A Cockpit Built For A Special Edition
Inside, power-adjustable bucket seats wear Champagne leather that extends across the center console, lower dashboard, and door panels, and the car adds electronic climate control and power windows — genuinely advanced features for a late-1980s exotic. Black sill guards carry 25th Anniversary badging, and the dashboard houses an Alpine AM/FM/CD head unit alongside a VDO digital clock. The driver faces a leather-wrapped wheel and Lamborghini’s signature gated shifter in a dogleg pattern with reverse lockout, reading Jaeger instruments that include a speedometer running to 320 km/h and a tachometer that redlines at 7,500 rpm.

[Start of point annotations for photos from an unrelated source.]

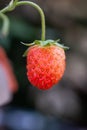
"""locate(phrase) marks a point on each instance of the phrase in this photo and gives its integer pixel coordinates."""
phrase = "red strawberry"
(45, 64)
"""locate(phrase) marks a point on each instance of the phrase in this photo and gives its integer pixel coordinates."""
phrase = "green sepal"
(44, 43)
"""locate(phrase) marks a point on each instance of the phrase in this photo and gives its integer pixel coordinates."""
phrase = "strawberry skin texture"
(45, 65)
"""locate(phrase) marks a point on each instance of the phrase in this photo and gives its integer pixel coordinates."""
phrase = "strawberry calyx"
(43, 44)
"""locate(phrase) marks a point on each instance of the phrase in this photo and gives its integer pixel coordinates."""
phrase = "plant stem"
(13, 4)
(6, 23)
(41, 14)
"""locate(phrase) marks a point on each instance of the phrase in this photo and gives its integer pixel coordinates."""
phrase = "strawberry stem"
(5, 26)
(15, 3)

A Bizzarrini V12 With A Fix For An Old Problem
Power comes from Lamborghini’s legendary Bizzarrini-designed 5.2-liter V12, naturally aspirated with a 60-degree cylinder bank angle, four valves per cylinder, and Bosch K-Jetronic fuel injection. For the 25th Anniversary specifically, Lamborghini revised the intake system to allow the radiators to be mounted vertically, directly addressing a cooling issue that had occasionally plagued earlier Countach models. Factory ratings put the engine at 420 horsepower and 369 lb-ft of torque, sent to the rear wheels through a five-speed manual and limited-slip differential, with the transmission mounted ahead of the engine in the middle of the chassis — an unusual layout Lamborghini used specifically to optimize weight distribution while keeping the car’s dramatic proportions intact.

Documented History And What Comes Next
Service records accompanying the car document a nearly $11,000 service performed in 1997 at European Automobile Engineering in Costa Mesa, California, which included a new flywheel, clutch assembly, and rear main seal. Additional documentation includes manufacturer literature, service records, owner manuals, and the original tool kit, and the accompanying Carfax report shows no accidents or reported damage.

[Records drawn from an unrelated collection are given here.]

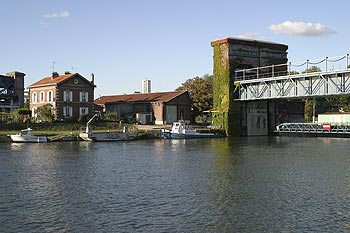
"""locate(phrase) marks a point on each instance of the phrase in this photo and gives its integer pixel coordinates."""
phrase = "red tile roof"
(148, 97)
(51, 81)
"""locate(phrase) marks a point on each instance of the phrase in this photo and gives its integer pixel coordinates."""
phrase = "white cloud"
(301, 29)
(62, 14)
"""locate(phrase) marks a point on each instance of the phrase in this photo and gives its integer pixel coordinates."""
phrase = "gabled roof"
(56, 80)
(148, 97)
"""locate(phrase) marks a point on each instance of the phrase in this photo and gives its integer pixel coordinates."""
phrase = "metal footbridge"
(314, 128)
(279, 81)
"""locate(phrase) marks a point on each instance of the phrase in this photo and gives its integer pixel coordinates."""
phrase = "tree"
(44, 113)
(201, 92)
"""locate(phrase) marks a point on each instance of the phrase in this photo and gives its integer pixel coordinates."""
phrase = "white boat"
(181, 130)
(88, 135)
(26, 136)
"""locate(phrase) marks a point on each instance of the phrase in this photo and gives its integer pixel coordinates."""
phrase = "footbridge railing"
(322, 128)
(267, 83)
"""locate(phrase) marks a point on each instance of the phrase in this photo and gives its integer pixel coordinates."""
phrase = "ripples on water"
(256, 184)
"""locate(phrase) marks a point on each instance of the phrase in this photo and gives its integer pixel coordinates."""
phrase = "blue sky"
(168, 42)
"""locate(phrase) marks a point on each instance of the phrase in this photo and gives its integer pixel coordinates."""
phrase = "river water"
(254, 184)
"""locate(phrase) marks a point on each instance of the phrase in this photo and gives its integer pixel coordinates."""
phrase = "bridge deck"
(258, 86)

The 25th Anniversary Countach marks the final production version of Lamborghini’s wedge-shaped icon before the Diablo took over in the early 1990s, which is exactly why collectors chasing originality and limited production numbers keep gravitating toward these closing-chapter examples. With bidding already at $420,000 and nearly a week left before the auction closes in Lancaster, this ultra-low-mileage example is shaping up to be a serious test of just how much the market will pay for one of the most recognizable Lamborghini designs ever built.